Sazan’ın, eski hali sazağan. Saz, eski Türkçe’de bataklık (Batakta yetişen bildiğimiz saz buradan gelir; saz otu’dan kısalmış olsa gerek.). Sasımak diye pis kokmak anlamında bir türevi bile mevcuttur. Sarıkan ise, bahsettiğimiz Lir Türkçesi'de z’nin r olduğu zamandan kalma sazağan/sazan'ın ta kendisi olabilir; balık olan sazağan , eski zamanda ejderha olan sarıkan...

Başka bir düşünceye göre sarıkan'ın kökeni, Eski Türkçe sarmak: zorbalık etmek, bela sarmak. Öteki türevleri:
Sarman: iriyarı, vuran kıran, belalı, İng. berseker gibi).
Sarp: zorlayıcı, belalı (yer).

Öte yandan, Deniz Karakurt'un online Türk Söylence Sözlüğünde şöyle diyor ki bence en iyi teori:

SARIK HAN: Ejderha Tanrısı.
Eşdeğer: SARI (ŞARU) HAN
Ejderhaları yönetir. Elinde bakır bir değnekle yeraltının dokuzuncu katında yaşar. Macar
mitolojisindeki ejderhanın adı Sarkany (Sarkan)’dır. Orta Asya Şamanizminde bir ayağı diğerinden kısa olarak tasvir edilen bir putun adıdır. (Kaynak: Türk Söylence Sözlüğü, Deniz Karakurt)
 Sarık: (Sar). Sarı sözcüğüyle ve sarılmak (bükülmek, kıvrılmak anlamında) fiili ile aynı kökten
gelir. Sarı renk yeşil ile birlikte ejderhaları sembolize eder. Bazı Türk lehçelerinde
Avrupalıların Ejdersineği adı verdikleri Yusufçuk böceğine Sarıska/Sarınçka/Sarınskan, Moğol
dillerinde ise Sarsa/Carca/Carcaha denilmesi yine bu canlının ejderhaya benzetilmesiyle de
ilgilidir.





Sarıkan kelimesinin izlerine başka dillerde rastlayabilir miyiz?
Evet. Bir Ural dili olan Macarca'da ejderha: Sarkanyok'dur.
Sárkánykígyó: Dev kanatlı yılan. Kasırgalar hakimi.
sárkány: Çok kafalı dev. İnsan şeklindedir (sarman gibi) Kafalarını kestikçe gücünü kaybeder.
Açık seçiktir ki bunlar, özbeöz Türkçe sarıkan ile aynı olan kelimeler. 

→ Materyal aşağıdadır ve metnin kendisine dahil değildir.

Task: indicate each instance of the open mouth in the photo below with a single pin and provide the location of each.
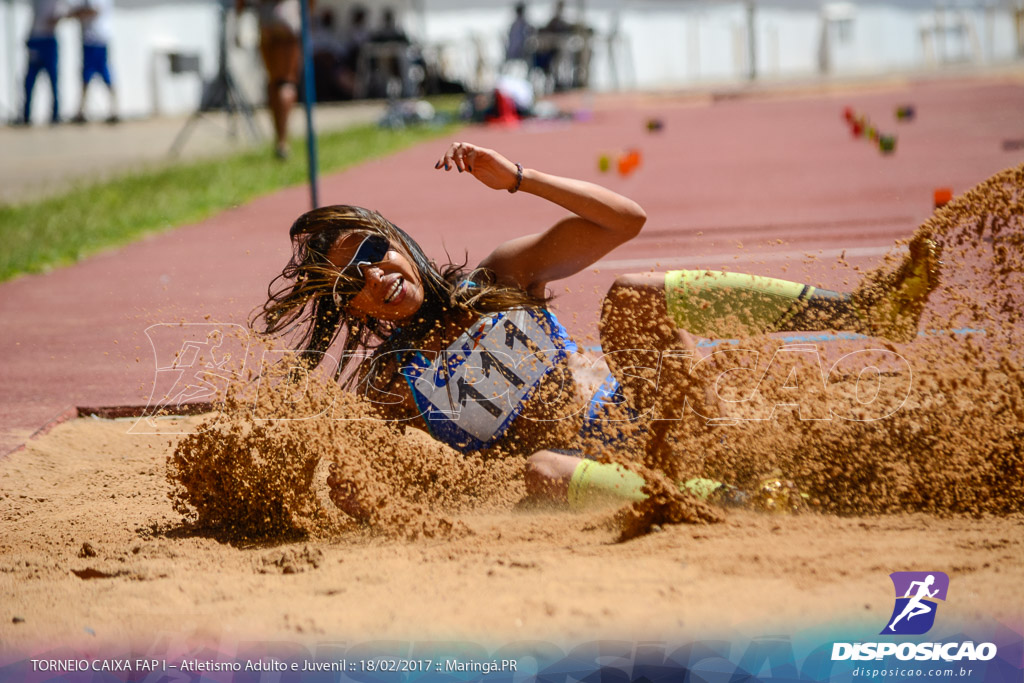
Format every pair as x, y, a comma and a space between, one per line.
394, 290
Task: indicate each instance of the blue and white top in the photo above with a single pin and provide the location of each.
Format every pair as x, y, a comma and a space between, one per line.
471, 392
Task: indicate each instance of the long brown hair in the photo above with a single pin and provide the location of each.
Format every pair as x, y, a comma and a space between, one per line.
306, 302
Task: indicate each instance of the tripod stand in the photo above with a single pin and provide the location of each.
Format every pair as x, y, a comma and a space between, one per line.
221, 93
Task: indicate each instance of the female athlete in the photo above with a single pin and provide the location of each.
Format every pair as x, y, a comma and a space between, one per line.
473, 356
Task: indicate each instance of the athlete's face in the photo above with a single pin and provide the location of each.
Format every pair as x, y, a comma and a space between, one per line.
392, 289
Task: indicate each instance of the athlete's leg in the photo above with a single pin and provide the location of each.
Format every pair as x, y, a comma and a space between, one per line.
282, 54
582, 483
650, 356
725, 304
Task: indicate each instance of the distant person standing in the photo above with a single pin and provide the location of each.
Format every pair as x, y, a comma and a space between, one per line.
519, 34
42, 44
97, 29
281, 46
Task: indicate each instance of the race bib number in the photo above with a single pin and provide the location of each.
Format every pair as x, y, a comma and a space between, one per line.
480, 381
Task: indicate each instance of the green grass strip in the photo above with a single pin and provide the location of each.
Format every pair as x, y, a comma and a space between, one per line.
58, 230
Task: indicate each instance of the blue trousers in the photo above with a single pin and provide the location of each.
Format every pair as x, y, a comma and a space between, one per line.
42, 56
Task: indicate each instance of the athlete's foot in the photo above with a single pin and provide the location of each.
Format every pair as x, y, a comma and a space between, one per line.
781, 496
889, 305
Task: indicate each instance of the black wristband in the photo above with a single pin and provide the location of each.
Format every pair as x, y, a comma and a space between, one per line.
518, 178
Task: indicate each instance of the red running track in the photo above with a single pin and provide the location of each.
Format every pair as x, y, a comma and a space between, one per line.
748, 183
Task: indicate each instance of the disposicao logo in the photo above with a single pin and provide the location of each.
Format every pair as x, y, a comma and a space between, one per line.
916, 595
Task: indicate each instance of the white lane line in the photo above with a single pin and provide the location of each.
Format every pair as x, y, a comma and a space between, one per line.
744, 256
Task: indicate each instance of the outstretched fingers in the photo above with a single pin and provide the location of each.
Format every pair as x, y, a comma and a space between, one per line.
459, 156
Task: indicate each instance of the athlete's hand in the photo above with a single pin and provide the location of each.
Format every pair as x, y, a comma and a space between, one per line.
344, 495
487, 166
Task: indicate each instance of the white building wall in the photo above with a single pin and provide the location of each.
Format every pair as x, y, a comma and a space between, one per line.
663, 43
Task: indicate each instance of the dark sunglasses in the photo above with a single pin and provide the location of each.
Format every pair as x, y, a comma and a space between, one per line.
372, 250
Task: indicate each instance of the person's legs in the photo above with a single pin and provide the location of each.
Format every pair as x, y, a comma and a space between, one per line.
104, 73
282, 54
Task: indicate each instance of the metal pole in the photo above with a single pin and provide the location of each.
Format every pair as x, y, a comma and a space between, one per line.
752, 46
310, 99
11, 75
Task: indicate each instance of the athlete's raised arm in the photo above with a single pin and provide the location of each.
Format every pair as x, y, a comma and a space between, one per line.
601, 218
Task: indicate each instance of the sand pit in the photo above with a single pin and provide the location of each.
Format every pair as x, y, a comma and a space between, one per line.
115, 540
93, 555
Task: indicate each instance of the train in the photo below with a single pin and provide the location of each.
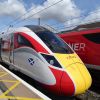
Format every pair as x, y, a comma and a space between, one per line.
45, 57
86, 43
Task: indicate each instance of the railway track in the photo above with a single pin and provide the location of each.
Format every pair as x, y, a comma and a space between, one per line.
92, 94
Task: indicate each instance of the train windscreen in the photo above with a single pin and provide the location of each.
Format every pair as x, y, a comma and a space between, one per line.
56, 44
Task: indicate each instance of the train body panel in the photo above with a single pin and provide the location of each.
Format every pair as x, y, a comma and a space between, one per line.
42, 55
86, 43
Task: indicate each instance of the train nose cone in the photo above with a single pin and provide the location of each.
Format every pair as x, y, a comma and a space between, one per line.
81, 79
67, 85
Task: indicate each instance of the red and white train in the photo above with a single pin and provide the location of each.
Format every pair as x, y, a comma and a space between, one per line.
86, 43
42, 55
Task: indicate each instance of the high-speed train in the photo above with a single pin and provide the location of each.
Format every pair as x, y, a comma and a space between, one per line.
43, 56
86, 43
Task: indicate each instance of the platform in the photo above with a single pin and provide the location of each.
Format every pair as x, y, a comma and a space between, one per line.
14, 88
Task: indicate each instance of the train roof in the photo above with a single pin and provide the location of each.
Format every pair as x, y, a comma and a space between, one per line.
83, 29
36, 28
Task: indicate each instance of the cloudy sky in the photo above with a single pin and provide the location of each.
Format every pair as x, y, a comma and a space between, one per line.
62, 12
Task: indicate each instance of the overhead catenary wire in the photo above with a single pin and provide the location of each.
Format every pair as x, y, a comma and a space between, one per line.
19, 17
19, 21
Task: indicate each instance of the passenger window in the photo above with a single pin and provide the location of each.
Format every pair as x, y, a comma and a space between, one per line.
94, 37
22, 41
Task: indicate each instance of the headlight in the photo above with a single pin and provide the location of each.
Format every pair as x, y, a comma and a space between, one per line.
51, 60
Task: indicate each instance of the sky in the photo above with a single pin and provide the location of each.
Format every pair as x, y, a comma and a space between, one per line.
62, 14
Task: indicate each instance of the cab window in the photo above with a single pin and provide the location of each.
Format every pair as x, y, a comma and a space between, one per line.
19, 40
56, 44
94, 37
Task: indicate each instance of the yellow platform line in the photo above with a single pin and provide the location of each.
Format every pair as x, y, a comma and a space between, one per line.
10, 81
11, 88
19, 98
3, 75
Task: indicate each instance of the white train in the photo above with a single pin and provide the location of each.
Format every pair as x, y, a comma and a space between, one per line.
42, 55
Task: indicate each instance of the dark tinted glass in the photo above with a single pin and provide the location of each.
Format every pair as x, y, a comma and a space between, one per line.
22, 41
54, 42
51, 60
94, 37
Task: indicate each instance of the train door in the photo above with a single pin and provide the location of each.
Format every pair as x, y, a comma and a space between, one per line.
7, 48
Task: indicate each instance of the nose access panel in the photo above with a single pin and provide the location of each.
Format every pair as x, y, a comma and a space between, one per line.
76, 70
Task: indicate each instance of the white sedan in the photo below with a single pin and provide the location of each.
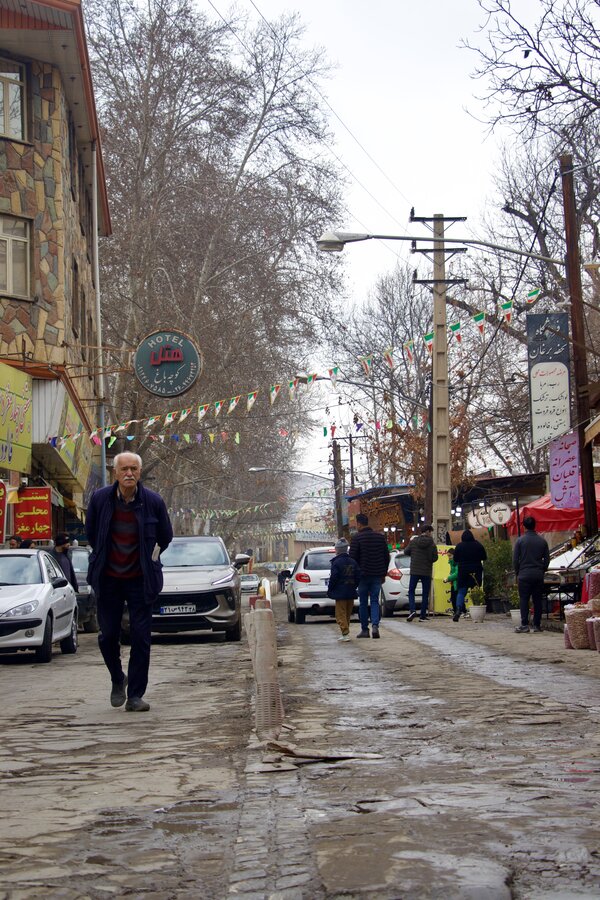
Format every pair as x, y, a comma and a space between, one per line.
38, 606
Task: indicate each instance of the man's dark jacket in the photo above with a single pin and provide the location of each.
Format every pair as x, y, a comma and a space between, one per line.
64, 561
531, 556
469, 556
369, 549
423, 553
344, 578
154, 528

Bir de şu meşhur dragon'a bakalım. Yunanca drakon'dan gelir, nihayî kökü belli değildir (Drakein: keskin gören açıklaması  zorlama.) Bana, Yunanistan'a kuzeyli kavimlerce getirilip ağızlarda evrilmiş bir kelime gibi geldi.

Haydi, diyelim ki İran mitolojisini bırakıp kendi ayaklarımız üzerinde durmaya karar verdik ve ejderja'nın Türkçe'sini kullanacağız.  Romanlarda, filmlerde kullanacağımız kelime sarıkan mıdır?
Sarıkan, kabul edelim ki antik bir kelime; bazıları bunu kullanmak istemeyecektir. Örnek: Drakon değil, Dragon (hatta İngilizcede okunuşu Drägın diye de değişir) kullanılır. peki bu kelimenin Oğuz lehçesinde yumuşamış hali yok mudur?
 

Saruhanoğulları Beyliği, Manisa merkezli bir Türkmen beyliğidir. Saruhan Bey ise, Alpagu adlı Harezmli veya Selçuklu bir emirin (buyruğun) Anadolu'da doğmuş oğludur. Saruhan, muhtemelen “sarı han” anlamına geliyordu. Ancak bir erkek ismi olarak Sarıkan (Ejder) koyulması akla yakın gözüküyor. Bu isim, Farsî sahada Saruhan olarak yumuşatılmış olabilir. Öyle olmasa bile renk olan Sarı, bataklıktaki sazdan gelir. Han için ise ejderha<ajdahak (yılan kral)daki kral diyerek bir geri türetme pekâlâ yapılabilir. İşte size Oğuz lehçemizin kulağına uygun, tumturaklı bir kelime: saruhan: Bin yıldır Pers mahzenlerinde zincirli tutulan ejderha.